Trump has also suggested that he may stop making risk-sharing payments to insurers, another element of the ACA put in place to strike a balance between the profit-motive of insurance companies and the law’s goal of making insurance both broadly available and affordable.

Related: Are Republicans Finally Ready to Fix Obamacare?

Those two steps alone could be enough to cause a major crisis in the health insurance industry, which Trump seems to believe would force lawmakers to accept whatever solution is placed before them. He doesn’t appear to have given much thought to the impact on the millions of Americans who would be left in coverage limbo in the time it took to resolve the problem.

But there is also reason to believe that Trump may not be able to bring himself to pull the trigger.

Remember how Trump was going to brand China a currency manipulator and begin punishing Beijing with trade sanctions on Day One of this presidency? Remember how Trump was going to deport millions of undocumented immigrants so quickly after his inauguration that it would make your head spin?

Related: As Health Care Reform Crumbles, House GOP Turns to the Budget and Taxes

Remember how Trump was going to demand an investigation of Hillary Clinton for unspecified illegal activity as soon as he took office?

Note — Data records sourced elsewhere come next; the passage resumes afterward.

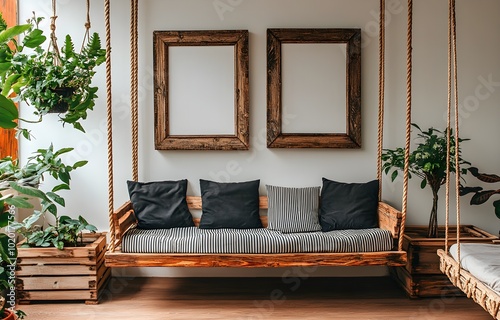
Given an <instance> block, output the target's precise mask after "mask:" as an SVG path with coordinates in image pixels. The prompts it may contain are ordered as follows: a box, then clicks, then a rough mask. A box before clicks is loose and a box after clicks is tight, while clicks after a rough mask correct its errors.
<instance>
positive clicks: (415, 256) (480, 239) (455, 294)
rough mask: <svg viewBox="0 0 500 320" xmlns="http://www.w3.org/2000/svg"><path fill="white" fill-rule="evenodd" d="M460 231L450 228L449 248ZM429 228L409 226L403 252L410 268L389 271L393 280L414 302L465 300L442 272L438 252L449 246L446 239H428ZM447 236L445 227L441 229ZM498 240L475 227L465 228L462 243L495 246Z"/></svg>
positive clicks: (462, 239) (459, 291)
mask: <svg viewBox="0 0 500 320" xmlns="http://www.w3.org/2000/svg"><path fill="white" fill-rule="evenodd" d="M455 230H456V227H455V226H452V227H450V232H453V233H451V234H450V239H449V243H448V245H450V246H451V245H452V244H453V243H455V242H456V241H455V239H456V232H455ZM426 234H427V227H424V226H407V227H406V228H405V235H404V238H403V250H405V251H406V252H408V255H407V256H408V260H407V264H406V266H404V267H391V268H389V270H390V274H391V276H392V277H393V278H394V279H395V280H396V282H398V283H399V285H400V286H401V287H402V288H403V289H404V290H405V291H406V293H407V294H408V296H409V297H410V298H431V297H449V296H462V295H463V293H462V291H460V289H458V288H456V287H455V286H454V285H452V283H451V282H450V281H449V279H448V277H447V276H446V275H444V274H442V273H441V271H440V270H439V256H438V255H437V253H436V252H437V250H438V249H443V248H444V246H445V239H444V238H427V237H426V236H425V235H426ZM439 234H440V235H441V234H443V235H444V227H442V228H439ZM496 239H498V237H496V236H494V235H492V234H490V233H488V232H486V231H484V230H481V229H479V228H477V227H475V226H470V225H464V226H462V227H461V235H460V241H461V242H492V241H493V240H496Z"/></svg>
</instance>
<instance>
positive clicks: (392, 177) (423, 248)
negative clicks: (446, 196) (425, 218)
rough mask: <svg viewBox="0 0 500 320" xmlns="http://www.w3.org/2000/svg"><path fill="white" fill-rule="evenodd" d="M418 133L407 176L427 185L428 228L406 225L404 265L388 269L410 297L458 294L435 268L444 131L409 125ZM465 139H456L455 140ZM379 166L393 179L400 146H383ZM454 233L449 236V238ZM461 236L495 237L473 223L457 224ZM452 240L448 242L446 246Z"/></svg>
mask: <svg viewBox="0 0 500 320" xmlns="http://www.w3.org/2000/svg"><path fill="white" fill-rule="evenodd" d="M412 125H413V127H414V128H416V129H417V130H418V131H419V133H418V135H417V139H418V143H417V146H416V148H415V150H414V151H412V152H411V153H410V159H409V162H410V166H409V173H410V177H412V176H416V177H419V178H421V179H422V182H421V183H420V186H421V188H425V187H426V186H427V185H428V186H430V189H431V191H432V206H431V214H430V219H429V225H428V227H423V226H406V228H405V236H404V239H403V249H404V250H405V251H407V252H408V262H407V265H406V266H405V267H394V268H391V269H390V270H391V274H392V275H393V276H394V278H395V279H396V280H397V281H398V282H399V283H400V284H401V285H402V286H403V288H404V289H405V290H406V292H407V293H408V295H409V296H410V297H435V296H443V295H461V294H462V292H461V291H460V290H458V289H457V288H456V287H455V286H453V285H452V284H451V282H450V281H449V280H448V278H447V277H446V276H445V275H443V274H442V273H441V272H440V270H439V257H438V256H437V254H436V251H437V249H441V248H443V247H444V245H445V243H444V228H440V227H439V226H438V219H437V216H438V193H439V190H440V188H441V186H442V185H443V184H444V183H445V182H446V165H447V164H446V161H447V130H437V129H435V128H429V129H427V130H425V131H424V130H422V129H420V127H419V126H418V125H416V124H412ZM450 138H451V140H450V163H449V166H450V172H452V173H454V172H456V167H455V161H454V157H455V152H456V151H457V150H456V144H455V139H454V136H453V135H452V134H451V130H450ZM466 140H468V139H460V140H459V142H463V141H466ZM458 153H459V165H460V168H461V169H460V170H461V173H462V174H463V175H465V174H466V173H467V172H468V168H463V167H462V166H470V162H468V161H466V160H464V159H463V158H462V156H461V154H460V153H461V151H460V149H459V150H458ZM382 161H383V169H384V171H385V173H386V174H391V179H392V181H394V180H395V179H396V178H397V177H398V174H399V172H401V171H402V170H403V167H404V149H403V148H396V149H385V150H384V152H383V154H382ZM453 238H456V236H453V235H452V236H451V239H453ZM461 239H462V240H463V241H468V242H476V241H478V242H491V241H492V240H494V239H496V237H495V236H494V235H492V234H490V233H488V232H486V231H484V230H481V229H479V228H477V227H475V226H461ZM452 243H453V242H450V245H451V244H452Z"/></svg>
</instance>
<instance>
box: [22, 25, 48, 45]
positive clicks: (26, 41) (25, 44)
mask: <svg viewBox="0 0 500 320" xmlns="http://www.w3.org/2000/svg"><path fill="white" fill-rule="evenodd" d="M45 40H47V37H46V36H44V35H43V31H42V30H40V29H34V30H33V31H31V32H30V33H29V34H28V35H27V36H26V37H24V40H23V44H24V46H25V47H27V48H32V49H33V48H36V47H38V46H39V45H41V44H43V43H44V42H45Z"/></svg>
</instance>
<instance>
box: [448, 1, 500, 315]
mask: <svg viewBox="0 0 500 320" xmlns="http://www.w3.org/2000/svg"><path fill="white" fill-rule="evenodd" d="M455 8H456V6H455V0H449V1H448V110H447V113H448V128H451V109H452V100H453V99H454V100H453V105H454V107H453V109H454V117H455V119H454V127H455V134H454V136H453V138H454V139H455V150H454V152H455V157H454V159H453V161H454V163H455V190H456V194H455V205H456V214H457V227H456V233H457V235H456V241H457V258H456V261H457V263H458V268H456V270H455V271H456V274H455V275H454V277H455V279H456V281H455V282H454V283H455V285H456V286H460V270H461V267H460V265H461V261H460V260H461V258H460V224H461V223H460V216H461V214H460V159H459V157H460V154H459V152H458V150H459V149H460V141H459V138H458V137H459V133H460V130H459V109H458V67H457V24H456V13H455ZM449 131H450V130H448V136H447V140H448V141H447V145H448V150H447V161H448V165H447V168H446V184H447V188H446V222H445V223H446V228H445V248H444V250H445V253H446V254H448V251H449V249H448V245H449V232H450V231H449V223H450V221H449V220H450V219H449V202H450V196H449V191H448V189H450V188H449V185H450V178H449V176H450V172H451V169H450V165H449V162H450V153H451V150H450V148H451V134H450V133H449ZM460 287H461V286H460ZM495 314H496V313H495Z"/></svg>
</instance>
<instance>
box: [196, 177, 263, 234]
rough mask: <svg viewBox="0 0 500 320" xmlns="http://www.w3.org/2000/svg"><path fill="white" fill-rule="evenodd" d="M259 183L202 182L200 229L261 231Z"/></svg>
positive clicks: (255, 182)
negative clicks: (201, 208)
mask: <svg viewBox="0 0 500 320" xmlns="http://www.w3.org/2000/svg"><path fill="white" fill-rule="evenodd" d="M259 185H260V180H253V181H246V182H215V181H210V180H204V179H200V190H201V198H202V215H201V219H200V225H199V228H200V229H221V228H230V229H254V228H262V222H261V220H260V212H259Z"/></svg>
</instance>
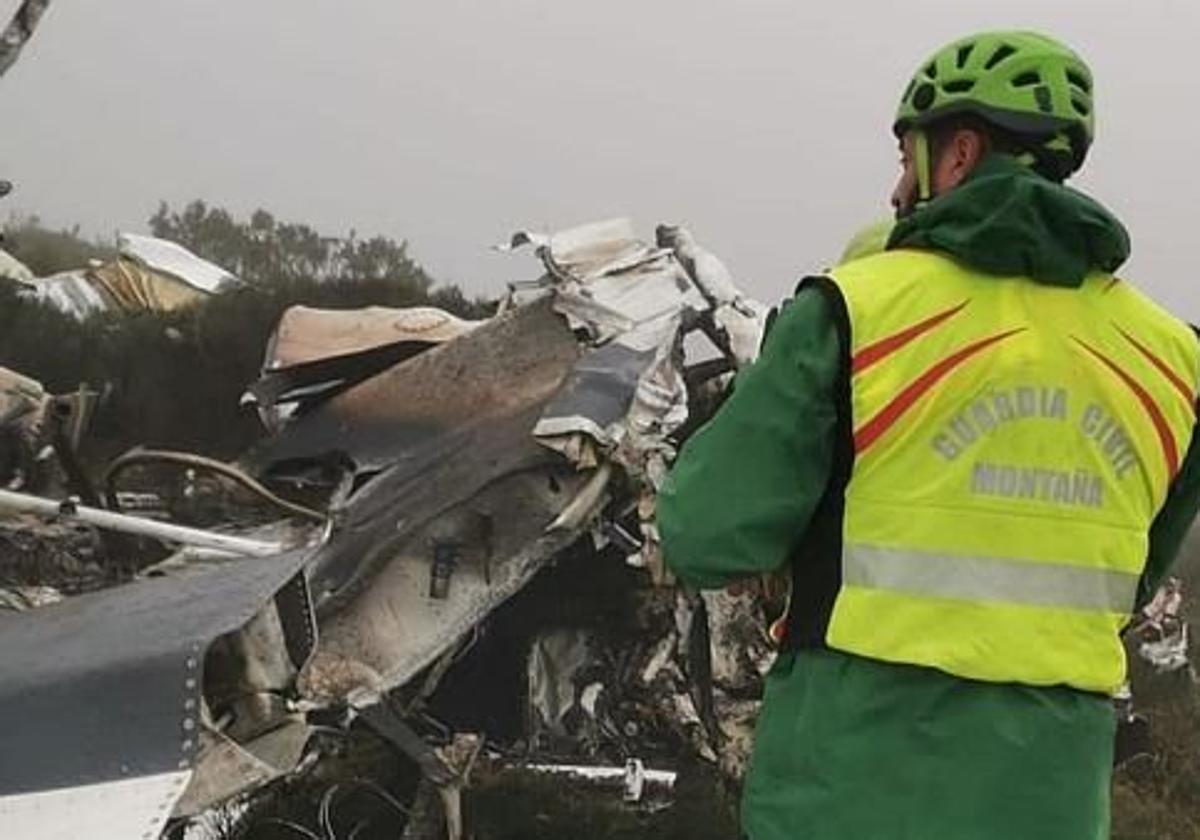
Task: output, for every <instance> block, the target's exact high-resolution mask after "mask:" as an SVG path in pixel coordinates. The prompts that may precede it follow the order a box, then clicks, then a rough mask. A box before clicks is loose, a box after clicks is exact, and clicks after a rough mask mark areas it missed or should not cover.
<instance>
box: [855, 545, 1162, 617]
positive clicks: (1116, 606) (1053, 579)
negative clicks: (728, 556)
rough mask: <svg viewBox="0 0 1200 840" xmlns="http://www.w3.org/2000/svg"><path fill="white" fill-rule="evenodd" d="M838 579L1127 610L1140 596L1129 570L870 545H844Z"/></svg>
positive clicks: (922, 588)
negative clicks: (840, 578)
mask: <svg viewBox="0 0 1200 840" xmlns="http://www.w3.org/2000/svg"><path fill="white" fill-rule="evenodd" d="M842 581H844V582H845V583H846V584H847V586H856V587H865V588H868V589H888V590H892V592H906V593H911V594H913V595H928V596H929V598H953V599H958V600H967V601H997V602H1000V601H1002V602H1007V604H1021V605H1025V606H1033V607H1064V608H1069V610H1092V611H1096V612H1116V613H1126V612H1128V611H1129V605H1132V604H1133V601H1134V598H1135V596H1136V594H1138V575H1133V574H1130V572H1127V571H1109V570H1105V569H1090V568H1087V566H1072V565H1051V564H1048V563H1027V562H1021V560H1009V559H1006V558H1002V557H967V556H962V554H931V553H926V552H919V551H906V550H902V548H888V547H881V546H868V545H848V546H846V547H845V551H844V562H842Z"/></svg>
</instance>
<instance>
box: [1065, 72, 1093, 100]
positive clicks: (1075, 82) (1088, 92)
mask: <svg viewBox="0 0 1200 840" xmlns="http://www.w3.org/2000/svg"><path fill="white" fill-rule="evenodd" d="M1067 82H1069V83H1070V84H1073V85H1075V86H1076V88H1079V89H1080V90H1081V91H1084V92H1085V94H1091V92H1092V83H1091V80H1090V79H1088V78H1087V77H1086V76H1084V74H1082V73H1080V72H1079V71H1074V70H1068V71H1067Z"/></svg>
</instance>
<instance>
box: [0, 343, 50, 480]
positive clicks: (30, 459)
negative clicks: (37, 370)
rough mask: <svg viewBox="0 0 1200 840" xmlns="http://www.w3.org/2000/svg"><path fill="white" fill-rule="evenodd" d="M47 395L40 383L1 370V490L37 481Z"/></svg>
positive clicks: (48, 397)
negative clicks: (37, 474) (37, 457)
mask: <svg viewBox="0 0 1200 840" xmlns="http://www.w3.org/2000/svg"><path fill="white" fill-rule="evenodd" d="M49 407H50V395H48V394H47V392H46V389H44V388H43V386H42V383H40V382H37V380H36V379H31V378H29V377H26V376H23V374H20V373H17V372H16V371H12V370H10V368H7V367H0V487H10V488H17V487H28V486H30V485H31V484H34V482H35V481H36V473H37V472H38V469H37V456H38V450H40V449H41V445H42V430H43V428H44V426H46V419H47V413H48V410H49Z"/></svg>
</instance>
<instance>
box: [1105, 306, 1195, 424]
mask: <svg viewBox="0 0 1200 840" xmlns="http://www.w3.org/2000/svg"><path fill="white" fill-rule="evenodd" d="M1112 326H1115V328H1116V330H1117V332H1120V334H1121V335H1123V336H1124V338H1126V341H1128V342H1129V343H1130V344H1133V346H1134V347H1135V348H1136V349H1138V352H1139V353H1141V355H1142V358H1144V359H1146V361H1148V362H1150V364H1151V365H1153V366H1154V368H1156V370H1157V371H1158V372H1159V373H1162V374H1163V376H1164V377H1166V380H1168V382H1170V383H1171V385H1172V386H1174V388H1175V390H1176V391H1178V392H1180V396H1182V397H1183V400H1184V401H1186V402H1187V403H1188V408H1190V409H1192V410H1193V412H1194V410H1195V404H1196V395H1195V392H1194V391H1193V390H1192V388H1190V386H1188V384H1187V383H1186V382H1183V377H1181V376H1180V374H1178V373H1176V372H1175V371H1172V370H1171V368H1170V367H1168V365H1166V362H1165V361H1163V360H1162V359H1159V358H1158V356H1157V355H1154V353H1153V352H1152V350H1151V349H1150V348H1148V347H1146V346H1145V344H1142V343H1141V342H1140V341H1138V340H1136V338H1134V337H1133V336H1132V335H1129V334H1128V332H1126V331H1124V330H1123V329H1121V326H1120V325H1117V324H1114V325H1112Z"/></svg>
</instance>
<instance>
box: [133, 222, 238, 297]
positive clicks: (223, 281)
mask: <svg viewBox="0 0 1200 840" xmlns="http://www.w3.org/2000/svg"><path fill="white" fill-rule="evenodd" d="M116 247H118V251H119V252H120V254H121V256H122V257H125V258H127V259H131V260H133V262H134V263H139V264H142V265H144V266H145V268H148V269H150V270H151V271H157V272H160V274H166V275H170V276H172V277H175V278H178V280H181V281H184V282H185V283H187V284H188V286H191V287H193V288H197V289H199V290H200V292H205V293H209V294H211V293H214V292H216V290H217V289H218V288H220V287H221V286H223V284H226V283H236V282H238V278H236V277H234V276H233V275H232V274H229V272H228V271H226V270H224V269H222V268H221V266H220V265H216V264H214V263H210V262H209V260H206V259H202V258H200V257H197V256H196V254H194V253H192V252H191V251H188V250H187V248H185V247H184V246H182V245H179V244H176V242H172V241H169V240H166V239H157V238H156V236H143V235H140V234H136V233H121V234H118V235H116Z"/></svg>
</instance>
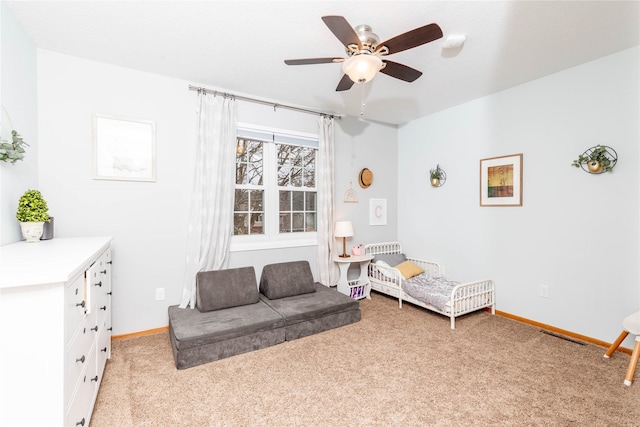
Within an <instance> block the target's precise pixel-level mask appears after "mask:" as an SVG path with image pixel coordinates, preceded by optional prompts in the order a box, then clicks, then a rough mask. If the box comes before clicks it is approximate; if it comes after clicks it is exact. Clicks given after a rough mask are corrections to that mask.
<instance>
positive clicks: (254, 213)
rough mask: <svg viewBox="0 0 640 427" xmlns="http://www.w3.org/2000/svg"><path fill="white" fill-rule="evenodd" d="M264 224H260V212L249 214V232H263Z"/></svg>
mask: <svg viewBox="0 0 640 427" xmlns="http://www.w3.org/2000/svg"><path fill="white" fill-rule="evenodd" d="M263 233H264V225H263V224H262V212H256V213H252V214H251V232H250V234H263Z"/></svg>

Those threats all have at least one thing in common: They turned out to be empty.

Trump is a frequent bluffer, and it’s a strategy that has often worked out for him. But, at least on the political stage, he has shown a reluctance to follow through on his most high-profile threats. Now that the effort to repeal and replace the ACA has gone down in flames, the millions of people who still benefit from the program must be hoping that he stays true to form.